A few months later, the family is gathered again at Jay's house. Manny reads a poem he's written for his future sibling while Cam and Mitch gift them a souvenir from London and reveal they've since gotten a cat. Dylan, who has been staying with the Dunphys, is kicked out by Claire.

==Reception==

===Ratings===
In its original American broadcast, "Bringing Up Baby" was watched by 14.44 million.

===Reviews===
The episode received positive reviews, with multiple reviewers waiting for more in the following episodes.

Donna Bowman of The A.V. Club gave an A− grade to the episode. "I love this.

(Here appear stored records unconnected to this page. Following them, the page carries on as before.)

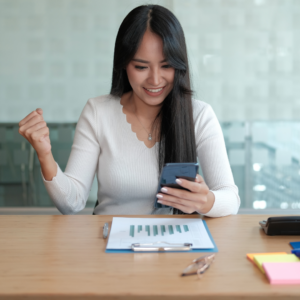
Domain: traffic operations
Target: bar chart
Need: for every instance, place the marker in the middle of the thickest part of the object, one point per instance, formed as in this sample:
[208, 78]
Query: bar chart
[154, 229]
[158, 231]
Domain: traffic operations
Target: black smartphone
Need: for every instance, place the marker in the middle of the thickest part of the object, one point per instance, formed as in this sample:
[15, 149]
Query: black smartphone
[171, 172]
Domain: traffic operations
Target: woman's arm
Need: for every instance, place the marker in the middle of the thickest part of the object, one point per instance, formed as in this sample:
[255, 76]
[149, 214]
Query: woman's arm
[69, 190]
[218, 195]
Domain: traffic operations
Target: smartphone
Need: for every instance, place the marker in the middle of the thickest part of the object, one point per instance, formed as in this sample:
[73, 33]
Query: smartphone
[171, 172]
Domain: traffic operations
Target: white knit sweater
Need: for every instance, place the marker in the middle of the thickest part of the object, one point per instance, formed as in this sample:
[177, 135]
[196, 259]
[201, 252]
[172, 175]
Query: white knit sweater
[127, 170]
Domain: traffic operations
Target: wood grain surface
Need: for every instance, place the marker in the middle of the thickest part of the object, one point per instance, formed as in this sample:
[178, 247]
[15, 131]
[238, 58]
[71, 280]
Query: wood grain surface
[63, 257]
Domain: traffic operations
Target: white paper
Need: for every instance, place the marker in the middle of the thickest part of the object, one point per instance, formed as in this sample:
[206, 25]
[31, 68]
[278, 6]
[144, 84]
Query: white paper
[187, 231]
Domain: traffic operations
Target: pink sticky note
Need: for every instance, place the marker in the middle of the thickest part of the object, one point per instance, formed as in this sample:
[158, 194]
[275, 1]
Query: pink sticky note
[283, 273]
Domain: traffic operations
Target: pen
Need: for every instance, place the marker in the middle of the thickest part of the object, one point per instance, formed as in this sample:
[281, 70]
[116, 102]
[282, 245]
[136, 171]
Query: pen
[105, 230]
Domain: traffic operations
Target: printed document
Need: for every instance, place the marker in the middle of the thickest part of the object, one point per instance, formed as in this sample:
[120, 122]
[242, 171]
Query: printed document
[126, 231]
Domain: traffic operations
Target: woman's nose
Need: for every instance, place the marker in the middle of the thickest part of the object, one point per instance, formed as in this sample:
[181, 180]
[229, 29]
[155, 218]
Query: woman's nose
[154, 77]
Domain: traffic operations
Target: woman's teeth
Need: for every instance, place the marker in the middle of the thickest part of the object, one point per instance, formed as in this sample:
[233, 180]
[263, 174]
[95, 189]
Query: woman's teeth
[154, 91]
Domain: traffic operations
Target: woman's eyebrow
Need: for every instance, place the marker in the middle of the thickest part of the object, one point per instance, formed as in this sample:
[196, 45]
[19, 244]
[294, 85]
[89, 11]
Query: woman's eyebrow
[145, 61]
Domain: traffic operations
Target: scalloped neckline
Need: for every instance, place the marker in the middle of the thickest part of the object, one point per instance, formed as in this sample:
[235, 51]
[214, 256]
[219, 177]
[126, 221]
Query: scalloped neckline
[122, 111]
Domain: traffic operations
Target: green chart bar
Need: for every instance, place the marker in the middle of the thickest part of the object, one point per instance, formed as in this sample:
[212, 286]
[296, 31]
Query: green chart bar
[178, 228]
[147, 228]
[131, 230]
[140, 228]
[186, 228]
[170, 229]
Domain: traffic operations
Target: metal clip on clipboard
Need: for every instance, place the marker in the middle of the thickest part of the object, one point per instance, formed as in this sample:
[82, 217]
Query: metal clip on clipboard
[137, 247]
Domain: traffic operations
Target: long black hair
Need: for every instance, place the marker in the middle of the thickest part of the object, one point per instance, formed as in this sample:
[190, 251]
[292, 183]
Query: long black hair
[177, 136]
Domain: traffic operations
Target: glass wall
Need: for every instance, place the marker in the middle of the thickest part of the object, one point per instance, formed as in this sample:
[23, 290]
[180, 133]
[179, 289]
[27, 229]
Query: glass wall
[55, 54]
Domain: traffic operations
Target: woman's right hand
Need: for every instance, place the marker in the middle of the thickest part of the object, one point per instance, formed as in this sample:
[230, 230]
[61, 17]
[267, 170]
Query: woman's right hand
[35, 130]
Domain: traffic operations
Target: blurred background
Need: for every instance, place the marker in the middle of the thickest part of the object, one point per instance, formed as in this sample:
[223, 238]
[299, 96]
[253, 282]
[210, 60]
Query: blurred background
[244, 59]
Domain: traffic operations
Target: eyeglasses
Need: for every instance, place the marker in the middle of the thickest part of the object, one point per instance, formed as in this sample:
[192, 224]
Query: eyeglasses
[199, 265]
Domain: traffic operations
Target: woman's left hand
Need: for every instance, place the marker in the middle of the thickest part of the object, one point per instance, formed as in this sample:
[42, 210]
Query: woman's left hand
[198, 197]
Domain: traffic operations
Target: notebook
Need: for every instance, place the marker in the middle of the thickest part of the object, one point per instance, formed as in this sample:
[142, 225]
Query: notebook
[260, 259]
[283, 273]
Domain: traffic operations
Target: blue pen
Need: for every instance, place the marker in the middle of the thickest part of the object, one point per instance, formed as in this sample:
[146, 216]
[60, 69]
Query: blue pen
[296, 252]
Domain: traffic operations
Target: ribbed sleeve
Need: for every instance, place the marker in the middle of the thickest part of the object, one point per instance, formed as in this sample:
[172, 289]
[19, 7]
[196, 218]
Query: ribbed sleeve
[214, 162]
[70, 190]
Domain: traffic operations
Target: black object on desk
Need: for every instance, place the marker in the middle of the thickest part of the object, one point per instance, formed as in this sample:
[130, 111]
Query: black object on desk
[287, 225]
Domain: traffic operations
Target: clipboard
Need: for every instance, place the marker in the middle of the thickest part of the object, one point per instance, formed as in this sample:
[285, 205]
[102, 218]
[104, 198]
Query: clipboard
[190, 250]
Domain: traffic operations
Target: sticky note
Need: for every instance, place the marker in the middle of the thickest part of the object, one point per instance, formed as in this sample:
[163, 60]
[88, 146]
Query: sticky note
[260, 259]
[283, 273]
[251, 255]
[295, 245]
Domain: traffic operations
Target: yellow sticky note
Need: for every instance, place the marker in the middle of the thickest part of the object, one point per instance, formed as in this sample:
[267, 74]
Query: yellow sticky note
[260, 259]
[251, 255]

It’s a fantastic way to remind us that as standard-issue as we might peg Modern Family to be, it’s not going to let us characterize it as lazy."

Leigh Raines of TV Fanatic gave a 4.5/5 stating that watching the episode made her realize how much she had missed Dunphy/Pritchett clan. "However, the second he [Phil] giggled at Manny's lame joke and cracked that goofy grin, I realized how much I've missed the Dunphy/Pritchett clan these past few months. Between Manny's overly adult mannerisms and Haley and Claire's constant bickering, I loved catching up with everyone."

Michael Adams of 411mania rated the episode with 9/10. "I thought they started this season perfectly, especially since it was a "Jay Birthday episode" which has historically given us great moments. I will admit, I was very skeptical of them starting the episode back in May, but the transition from then to now was absolutely amazing. Kicking off a season is always hard, especially when the series is following a story arch throughout the entire season. We know that the baby is coming and a lot of things will be based on it, but the way they got us into it with tonights episode was fantastic."

Dalene Rovenstine from the Paste Magazine gave the episode 7/10.